3 column .csv --> correlation matrix; awk, perl?

Greetings, salutations.

I have a 3 column csv file with ~13 million rows and I would like to generate a correlation matrix. Interestingly, you all previously provided a solution to the inverse of this problem. Thread title: "awk? adjacency matrix to adjacency list / correlation matrix to list" (I haven't posted 5 times yet - can't insert URL)

Brief description of data: columns 1 and 2 contain variables, column 3 contains their correlation. For simplicity and discussion, let's use this example:

a,a,1
a,b,0.8
a,c,0.5
b,a,0.8
b,b,1
b,c,0.2
c,a,0.5
c,b,0.2
c,c,1

(sidebar - forum users "birei" and "shamrock" provided excellent solutions to remove the a,b = b,a redundancy. Thread title: "awk with existence argument?")

desired output:

,a,b,c
a,1,0.8,0.5
b,0.8,1,0.2
c,0.5,0.2,1

I currently use the following python script, where the creation of the dictionary and subsequent line-by-line look up is painfully slow for large files.

import os, time

def matrix(f):
    
    if 'csv' in f and 'matrix' not in f:
        
        i = 0
        on = time.time()
        fp = open(os.path.join(os.getcwd(),f),'r')
        
        data = [x.split(',') for x in fp]
        data.pop(0)
        
        correlations = {}
        for x in data:
            correlations[x[0]] = {}
            variables = correlations.keys()
            variables.sort()
        
        for x in variables:
            for y in variables:
                if x == y:
                    correlations[x][y] = 1
                    i+=1
                else:
                    for row in data:
                        if x in row and y in row:
                            i+=1
                            correlations[x][y] = float(row[2])
        
        data = ''
        for y in variables:
            data += ',%s' %y
        data += '\n'
        
        for x in variables:
            data += '%s,' %x
            for y in variables:
                i+=1
                try:
                    data += '%s,' %correlations[x][y]
                except:
                    data += 'CORRELATION NOT FOUND!,'
            data += '\n'
        fw = open(os.path.join(os.getcwd(),f[:-4]+'_matrix.csv'),'w')
        fw.write(data)
        fw.close()
        
        s = (on - time.time()) / float(1000)
        print '%s complete: %i iterations, %s duration.' %(f,i,s)

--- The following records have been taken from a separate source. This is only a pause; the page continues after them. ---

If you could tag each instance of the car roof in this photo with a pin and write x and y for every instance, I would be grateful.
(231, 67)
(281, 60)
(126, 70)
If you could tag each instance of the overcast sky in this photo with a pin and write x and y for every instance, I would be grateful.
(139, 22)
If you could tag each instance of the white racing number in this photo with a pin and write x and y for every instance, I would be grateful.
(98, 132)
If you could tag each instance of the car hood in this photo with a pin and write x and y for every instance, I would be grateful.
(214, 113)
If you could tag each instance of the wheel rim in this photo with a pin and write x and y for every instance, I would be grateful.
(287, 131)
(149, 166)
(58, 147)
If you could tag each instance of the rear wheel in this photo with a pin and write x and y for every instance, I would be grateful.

for f in os.listdir(os.getcwd()):
    matrix(f)

I am not partial to any particular scripting language. I am, however, partial to speed ;). In my experience, awk and perl are the fastest at manipulating these .csv files, but I'm not savvy enough with either. Any suggestions would be appreciated.

Thanks in advance.

Will do, thanks bakunin.

Try this awk script...

awk -F, 'BEGIN {OFS = ","}
{
   t = t ? (l != $1 ? t OFS $1 : t) : OFS $1
   x[$1] = x[$1] ? x[$1] OFS $NF : $NF
   l = $1
} END {
   print t
   for (i in x) print i, x
}' file
1 Like

Hi Shamrock,

Thanks very much for your help with this. I must be missing something fundamental when running your script. Whether I simplify it and run line by line or by making it an executable and run just as you posted, I get the following error:

context is
	awk -F, >>>  ' <<<

Attached is the simple 3column.csv for testing (note, I had to append ".txt" in order to upload). Does it run ok for you?

Thanks in advance.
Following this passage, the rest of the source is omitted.